At the meetup with Duffy and Villanueva, Reacher mansplains basic cop shit to these two veteran cops, like why he waited 72 seconds after parking the truck before getting out. “That’s the amount of time it takes to drive a mile at 50 miles per hour. And no one would follow visually at a distance greater than a mile,” Reacher lectures. Duffy confirms that the earring he found on the Beck property belonged to Teresa. Reacher tells Duffy there’s no way she can possibly prepare herself for what could be inside. She should be offended; she’s seen dead bodies before, presumably. But she’s fallen under the spell of Reacher’s condescension.
Villanueva pops the lock on the back of the truck, and a K-9 officer friend of Duffy’s arrives with a drug-sniffing dog named Pfizer. “Because drugs are her business!” the flatfoot says. Solid joke. He boasts that “the dogs I train can smell a Christmas fart on New Year’s,” and pronounces Reacher’s truck free of contraband. Reacher concludes that this entire long day’s journey into New London is a test of his loyalty. He gives Villanueva his GPS device and tells him to get back on the highway, assuming his progress is being monitored. In the novel, Villanueva restores the lock on the truck. In the series, it’s Reacher, which enables a joke about how he’s only used a soldering iron to get a recalcitrant suspect to talk. It’s worth it for the look on Duffy’s face as she does the math.
As Reacher and Duffy drive to catch up with Villanueva, “Dry the Rain,” by the Beta Band, is on the stereo. If last episode’s “Surfin’ Safari” debate at the Vinyl Vault felt like an implicit shout-out to High Fidelity, here’s an explicit one! Reacher says that Angel’s revelation that Beck is not calling the shots makes him think that Francis Xavier Quinn, the old Reacher enemy whose face we have briefly glimpsed but who has yet to utter a line, is the villain behind the villain. He then confides that he, too, once had a protégé, like Teresa is for Duffy.
“What did Quinn do to her?” Duffy asks. Lee Child’s favorite phrase is “Reacher said nothing.” That’s what he says here.
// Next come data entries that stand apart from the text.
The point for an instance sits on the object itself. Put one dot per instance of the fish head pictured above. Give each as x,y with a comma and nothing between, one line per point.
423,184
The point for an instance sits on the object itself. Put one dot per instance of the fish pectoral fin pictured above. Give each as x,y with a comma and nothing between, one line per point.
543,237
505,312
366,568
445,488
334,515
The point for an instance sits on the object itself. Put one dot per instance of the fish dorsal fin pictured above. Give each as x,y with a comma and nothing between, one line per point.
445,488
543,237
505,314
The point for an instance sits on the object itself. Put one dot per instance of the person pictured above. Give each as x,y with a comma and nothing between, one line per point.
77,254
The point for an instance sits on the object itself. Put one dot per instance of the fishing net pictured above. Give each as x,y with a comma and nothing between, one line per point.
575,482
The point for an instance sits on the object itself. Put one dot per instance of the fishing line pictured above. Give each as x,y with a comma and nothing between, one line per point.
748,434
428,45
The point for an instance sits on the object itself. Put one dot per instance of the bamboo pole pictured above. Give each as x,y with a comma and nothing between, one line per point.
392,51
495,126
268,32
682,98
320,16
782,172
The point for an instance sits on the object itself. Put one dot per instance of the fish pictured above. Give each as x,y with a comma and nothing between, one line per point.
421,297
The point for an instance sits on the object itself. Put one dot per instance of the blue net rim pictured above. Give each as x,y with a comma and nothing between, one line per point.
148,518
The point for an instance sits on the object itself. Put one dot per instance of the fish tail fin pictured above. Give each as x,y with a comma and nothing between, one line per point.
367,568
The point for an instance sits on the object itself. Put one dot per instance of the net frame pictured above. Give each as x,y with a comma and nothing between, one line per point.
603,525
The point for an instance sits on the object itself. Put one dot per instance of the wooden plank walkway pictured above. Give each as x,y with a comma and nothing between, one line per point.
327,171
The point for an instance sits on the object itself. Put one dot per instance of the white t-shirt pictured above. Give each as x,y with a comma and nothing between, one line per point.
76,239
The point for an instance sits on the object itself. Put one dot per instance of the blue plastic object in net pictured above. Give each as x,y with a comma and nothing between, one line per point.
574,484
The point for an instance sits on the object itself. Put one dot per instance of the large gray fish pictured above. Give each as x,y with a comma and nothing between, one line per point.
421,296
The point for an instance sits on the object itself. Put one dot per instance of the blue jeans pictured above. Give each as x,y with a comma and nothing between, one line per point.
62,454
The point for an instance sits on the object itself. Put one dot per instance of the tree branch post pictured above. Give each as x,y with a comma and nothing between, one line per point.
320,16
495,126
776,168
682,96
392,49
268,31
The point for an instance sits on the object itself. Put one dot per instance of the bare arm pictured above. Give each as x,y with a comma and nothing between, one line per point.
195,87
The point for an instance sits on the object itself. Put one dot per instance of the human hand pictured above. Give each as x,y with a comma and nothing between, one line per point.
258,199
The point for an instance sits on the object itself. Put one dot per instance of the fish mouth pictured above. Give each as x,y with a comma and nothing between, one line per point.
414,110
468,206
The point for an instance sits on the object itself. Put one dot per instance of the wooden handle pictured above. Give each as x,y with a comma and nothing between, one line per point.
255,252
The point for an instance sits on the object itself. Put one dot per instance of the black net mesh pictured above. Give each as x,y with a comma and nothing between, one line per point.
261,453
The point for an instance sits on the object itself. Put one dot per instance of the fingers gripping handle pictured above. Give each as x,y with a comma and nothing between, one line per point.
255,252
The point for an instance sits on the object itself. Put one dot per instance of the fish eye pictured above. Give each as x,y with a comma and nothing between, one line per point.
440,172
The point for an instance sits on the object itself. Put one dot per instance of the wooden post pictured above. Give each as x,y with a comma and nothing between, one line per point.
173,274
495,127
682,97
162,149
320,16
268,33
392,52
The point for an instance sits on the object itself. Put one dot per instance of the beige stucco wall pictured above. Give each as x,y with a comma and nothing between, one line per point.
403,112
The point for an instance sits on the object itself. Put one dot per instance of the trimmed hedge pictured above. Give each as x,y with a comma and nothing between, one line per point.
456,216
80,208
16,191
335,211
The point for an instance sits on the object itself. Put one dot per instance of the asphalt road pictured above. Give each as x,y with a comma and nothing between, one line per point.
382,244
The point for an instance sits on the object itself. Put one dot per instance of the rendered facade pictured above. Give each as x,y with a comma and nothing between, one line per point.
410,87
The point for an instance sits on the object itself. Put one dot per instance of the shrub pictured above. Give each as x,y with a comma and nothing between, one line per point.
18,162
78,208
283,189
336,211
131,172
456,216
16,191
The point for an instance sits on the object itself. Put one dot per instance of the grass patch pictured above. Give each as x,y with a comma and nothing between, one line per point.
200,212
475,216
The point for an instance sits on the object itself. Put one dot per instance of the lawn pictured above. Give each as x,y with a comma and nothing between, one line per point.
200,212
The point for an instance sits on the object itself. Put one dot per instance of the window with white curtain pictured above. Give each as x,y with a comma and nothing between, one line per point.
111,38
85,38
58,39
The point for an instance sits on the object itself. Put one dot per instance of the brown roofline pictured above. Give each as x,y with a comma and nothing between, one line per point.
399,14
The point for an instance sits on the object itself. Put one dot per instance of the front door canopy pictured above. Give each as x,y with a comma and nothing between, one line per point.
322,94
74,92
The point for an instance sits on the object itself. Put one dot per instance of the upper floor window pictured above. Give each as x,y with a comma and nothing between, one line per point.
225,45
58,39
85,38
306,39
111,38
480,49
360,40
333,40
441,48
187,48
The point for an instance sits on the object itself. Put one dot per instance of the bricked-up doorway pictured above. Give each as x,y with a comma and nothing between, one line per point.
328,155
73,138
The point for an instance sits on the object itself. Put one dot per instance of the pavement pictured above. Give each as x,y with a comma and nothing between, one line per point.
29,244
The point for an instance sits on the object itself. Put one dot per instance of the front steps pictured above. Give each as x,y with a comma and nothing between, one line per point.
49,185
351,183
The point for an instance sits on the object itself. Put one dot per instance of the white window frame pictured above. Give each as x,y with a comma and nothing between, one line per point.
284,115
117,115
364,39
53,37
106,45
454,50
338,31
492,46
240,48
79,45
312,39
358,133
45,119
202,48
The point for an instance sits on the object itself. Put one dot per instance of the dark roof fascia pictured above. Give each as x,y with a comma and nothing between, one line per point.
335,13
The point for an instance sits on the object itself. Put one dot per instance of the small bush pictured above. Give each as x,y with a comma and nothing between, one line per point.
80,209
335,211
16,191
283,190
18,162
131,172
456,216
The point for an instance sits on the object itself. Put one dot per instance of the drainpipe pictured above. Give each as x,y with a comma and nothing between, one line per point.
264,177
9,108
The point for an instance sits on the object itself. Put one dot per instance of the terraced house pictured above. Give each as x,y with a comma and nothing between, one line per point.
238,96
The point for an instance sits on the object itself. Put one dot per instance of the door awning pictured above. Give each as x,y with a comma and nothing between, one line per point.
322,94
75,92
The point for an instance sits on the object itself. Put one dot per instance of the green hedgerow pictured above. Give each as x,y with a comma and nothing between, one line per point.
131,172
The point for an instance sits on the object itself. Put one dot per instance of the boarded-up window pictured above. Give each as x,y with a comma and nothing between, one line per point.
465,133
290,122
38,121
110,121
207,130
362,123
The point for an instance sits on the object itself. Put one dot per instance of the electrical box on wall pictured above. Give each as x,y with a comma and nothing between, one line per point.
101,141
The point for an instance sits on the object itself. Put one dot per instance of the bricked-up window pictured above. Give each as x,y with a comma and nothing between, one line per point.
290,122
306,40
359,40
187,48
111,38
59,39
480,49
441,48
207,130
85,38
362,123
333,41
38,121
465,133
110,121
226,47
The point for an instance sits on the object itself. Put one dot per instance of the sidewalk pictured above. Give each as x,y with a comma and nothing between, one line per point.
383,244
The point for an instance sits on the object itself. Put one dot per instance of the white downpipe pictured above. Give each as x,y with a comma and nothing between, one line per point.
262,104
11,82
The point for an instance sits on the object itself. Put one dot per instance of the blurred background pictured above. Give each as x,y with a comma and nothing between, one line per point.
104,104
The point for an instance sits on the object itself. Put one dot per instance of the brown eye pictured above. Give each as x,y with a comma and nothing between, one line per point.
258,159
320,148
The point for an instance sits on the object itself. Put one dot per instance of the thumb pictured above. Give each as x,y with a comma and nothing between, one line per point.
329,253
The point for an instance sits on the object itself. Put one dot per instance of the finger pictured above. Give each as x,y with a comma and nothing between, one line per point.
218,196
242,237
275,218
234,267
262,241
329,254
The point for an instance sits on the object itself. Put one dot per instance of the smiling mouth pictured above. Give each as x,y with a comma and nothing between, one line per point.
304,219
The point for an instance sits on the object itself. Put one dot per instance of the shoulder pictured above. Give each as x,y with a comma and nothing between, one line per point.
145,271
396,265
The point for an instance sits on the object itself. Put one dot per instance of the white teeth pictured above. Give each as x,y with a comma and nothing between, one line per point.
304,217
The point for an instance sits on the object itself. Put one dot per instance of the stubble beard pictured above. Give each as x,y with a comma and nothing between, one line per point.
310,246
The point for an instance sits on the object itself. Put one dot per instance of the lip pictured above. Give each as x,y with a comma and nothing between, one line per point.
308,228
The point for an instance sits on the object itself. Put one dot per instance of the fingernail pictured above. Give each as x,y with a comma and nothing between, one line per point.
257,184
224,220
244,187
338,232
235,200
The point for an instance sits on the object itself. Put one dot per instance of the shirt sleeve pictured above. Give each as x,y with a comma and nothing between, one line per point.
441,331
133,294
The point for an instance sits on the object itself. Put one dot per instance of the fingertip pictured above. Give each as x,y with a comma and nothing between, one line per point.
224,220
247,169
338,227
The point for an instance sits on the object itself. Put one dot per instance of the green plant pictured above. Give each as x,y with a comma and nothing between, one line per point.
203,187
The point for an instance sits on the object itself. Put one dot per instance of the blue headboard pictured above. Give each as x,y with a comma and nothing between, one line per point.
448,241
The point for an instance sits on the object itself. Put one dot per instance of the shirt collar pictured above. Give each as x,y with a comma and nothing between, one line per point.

Reacher drops Duffy back with Villanueva, then drives on to his destination. He’s immediately ordered to drive a different Bizarre Bazaar truck back to Maine.
Arriving back at the warehouse after something like 12 hours on the road, Reacher finds Angel alone. Angel has been stewing in his suspicions. He doesn’t like that Reacher stopped him from killing the cop. He likes even less that the minivan Reacher claims he stole to drive Richard home showed no sign of having been hot-wired. “I have a seeeeventh sense for theeeese things,” Angel says. The horn of Duke’s car summons the two men outside.
Coming to an executive decision, Reacher slams Angel’s head into a desk, getting the chatterbox his wings with a single blow. He has to break the fresh corpse’s leg to make it fit under a desk. We’ve seen Reacher do this before. Outside, an irritated Duke asks Reacher what the holdup was. “Angel talks too much,” Reacher says. I liked hearing him talk, personally. His accent was more musical than Duffy’s Bawhstuhn brogue.